Director, Domestic Policy Studies.

As director of domestic policy studies at The Heritage Foundation, Jennifer A. Marshall oversees research in areas that determine the character of our culture: education, marriage, family, religion and civil society. Marshall heads the think tank’s Richard and Helen DeVos Center for Religion and Civil Society, where researchers examine the role that religion, family and community play in society and public policy. She also oversees FamilyFacts.org, an online source of easy-to-share charts, briefs, videos and reports on the latest social science research on family and religious practice. In 2010, National Journal named Marshall one of 20 “power players” in Washington for her work on school choice and other education reforms. Before joining Heritage in 2003, Marshall worked on cultural policy issues at Empower America, a free-market think tank. Before that, she was senior director of family studies at the Family Research Council and taught at an American school in Lyon, France. Marshall collaborates with Heritage colleagues to explore how moral values and civil society relate to issues such as limited government, a strong national economy and foreign policy. One recent hallmark of her team’s efforts is “Indivisible,” a 2010 collection of essays in which prominent fiscal conservatives write on issues normally associated with social conservatives, and vice versa. Marshall contributes a regular column on issues of faith and family to the McClatchy-Tribune news wire, placing her perspective in dozens of the nation’s best newspapers and affiliated websites.

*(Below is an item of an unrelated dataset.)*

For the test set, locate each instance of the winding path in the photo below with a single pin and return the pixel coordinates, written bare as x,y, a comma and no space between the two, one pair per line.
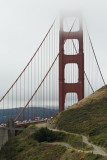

She has spoken at national and international forums, testified before Congress and appeared on numerous radio and television shows, among them C-SPAN’s premier talk show, “Washington Journal,” and PBS’ “To the Contrary.” She is the author of “Now and Not Yet: Making Sense of Single Life in the Twenty-First Century” (Multnomah Publishers, 2007). The book evaluates the cultural, practical and spiritual issues that marriage-minded young women confront as the age of first marriage continues to rise in America. Marshall holds a master’s degree in statecraft and world politics from the Washington-based Institute of World Politics and a bachelor’s degree in French from Wheaton College in Wheaton, Ill., where she also earned teacher’s certification. She currently resides in Arlington, Va.